Ztot = R1*[1 + j*w*sqrt(L/C) / (Rpar*w_0) - w^2 / w_0^2] / [(1 + j*w*R1*C)*(1 + j*w*L / R2)]
Ztot = R1*[1 + j*w*zeta/w_0 - w^2 / w_0^2] / [(1 + j*w*R1*C)*(1 + j*w*L / R2)]

sqrt(L/C) / Rpar = zeta

This is important now!  sqrt(L/C) is a characteristic: the resonant impedance of the LC circuit (which you'll notice is series resonant, except with resistors in parallel with each element, rather than one in series).  The ratio of this against the equivalent damping resistance (i.e., the resistors act in parallel) is the damping ratio.

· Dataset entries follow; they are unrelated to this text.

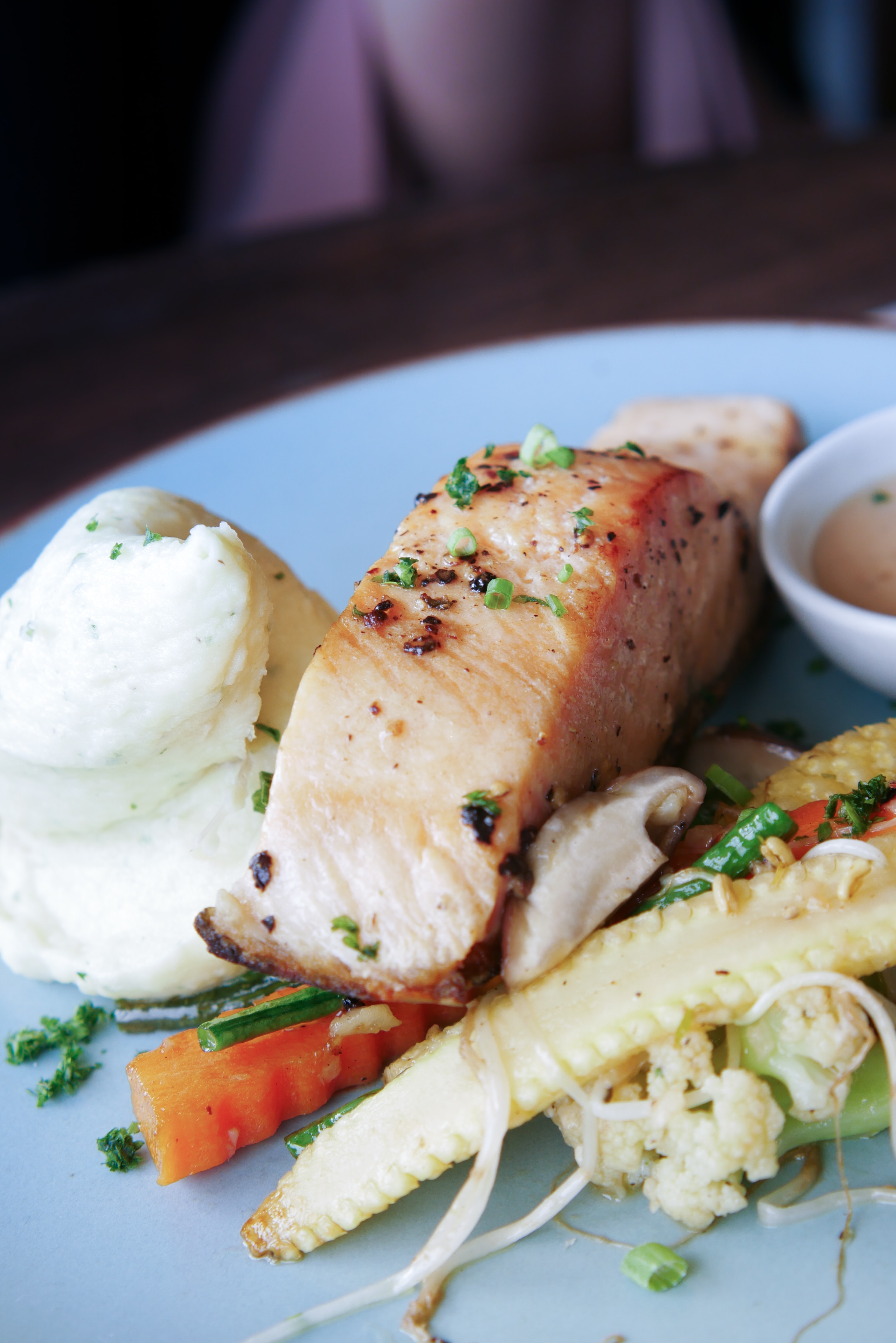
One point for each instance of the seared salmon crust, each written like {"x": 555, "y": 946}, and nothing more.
{"x": 433, "y": 734}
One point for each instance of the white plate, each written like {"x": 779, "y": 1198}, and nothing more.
{"x": 88, "y": 1255}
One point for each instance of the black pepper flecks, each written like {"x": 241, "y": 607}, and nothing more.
{"x": 480, "y": 821}
{"x": 437, "y": 604}
{"x": 421, "y": 644}
{"x": 378, "y": 616}
{"x": 261, "y": 865}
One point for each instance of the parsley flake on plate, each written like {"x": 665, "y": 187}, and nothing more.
{"x": 120, "y": 1149}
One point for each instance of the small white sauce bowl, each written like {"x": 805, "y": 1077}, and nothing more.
{"x": 807, "y": 492}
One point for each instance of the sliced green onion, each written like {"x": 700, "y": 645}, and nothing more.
{"x": 733, "y": 855}
{"x": 404, "y": 574}
{"x": 306, "y": 1137}
{"x": 497, "y": 594}
{"x": 307, "y": 1004}
{"x": 564, "y": 457}
{"x": 538, "y": 444}
{"x": 261, "y": 797}
{"x": 582, "y": 519}
{"x": 463, "y": 543}
{"x": 733, "y": 789}
{"x": 655, "y": 1267}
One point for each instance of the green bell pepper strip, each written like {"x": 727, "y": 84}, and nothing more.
{"x": 866, "y": 1110}
{"x": 731, "y": 856}
{"x": 307, "y": 1004}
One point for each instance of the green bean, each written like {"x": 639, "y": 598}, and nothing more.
{"x": 306, "y": 1137}
{"x": 733, "y": 856}
{"x": 307, "y": 1004}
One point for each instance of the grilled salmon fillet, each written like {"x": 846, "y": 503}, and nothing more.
{"x": 433, "y": 735}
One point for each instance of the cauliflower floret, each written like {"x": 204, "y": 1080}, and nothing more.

We're also in the final step, because we can factor this quadratic easily.  We know that if zeta > 1, the network is overdamped, and will factor into two real parts.  We can assign values of R1 and C to cancel the R2 and L parts, and achieve pole-zero cancellation.  If zeta < 1, the network is underdamped, and will ring when excited by a transient (and will have an impedance trough at w_0, the ratio between valley and flat-band being zeta).

Doing the same for the denominator (and labeling the zetas and omega-naughts as 0 and 1) gives,

Ztot = R1*[1 + j*w*zeta/w_0 - w^2 / w_0^2] / [(1 + j*w*zeta_1 / w_1 - w^2 / w_1^2)]

w_0 = 1 / sqrt(L*C)
zeta_0 = Zc / Rpar
Rpar = R1*R2 / (R1 + R2)
Zc = sqrt(L/C)
w_1 = w_0 * sqrt(R2/R1)
zeta_1 = (Rav / Zc + Zc / Rav)
Rav = sqrt(R1*R2) [by the way, this is the geometric mean, hence 'av']

Now all we need to do is equate zeta_0 = zeta_1 and w_0 = w_1, and the poles and zeros cross out!

w_0 = w_0 * sqrt(R2/R1)

This is easy, just set R1 = R2!

Now that means R1 = R2 = Rav == R, just to simplify things a little, and Rpar = R / 2.

Zc / (R / 2) = (R / Zc + Zc / R)
2 * Zc = (R^2 / Zc + Zc)
Zc = R^2 / Zc
Zc^2 = R^2

Zc = +/- R

Noteworthy that the circuit will still be critically damped if we use a negative resistance (which can be synthesized with an op-amp).  But for almost all purposes, we pick the positive root.  So R = sqrt(L/C).

So, in conclusion, starting with an R||L circuit, we put in series with it, R1||C, where:
R1 = R
C = L / R^2

A lot of math, for such a painfully simple result, no?  But this is how things go.  There's a lot of things we can solve from those central equations, like how the impedance varies, or peaks (or troughs) with frequency, how wide the feature is (+/- 3dB points, say), what the voltage divider ratio is, what the impedance in the middle is, etc.  All those options, and more, are essentially present in that equation, there for the solving; we just have to take a direction that results in our desired solution.  So we should accept that the equation is much less simple, and that we will have some work to do, to find the one solution we're looking for.

Tim


Bravo Tim.....fantastic presentation. Thank you!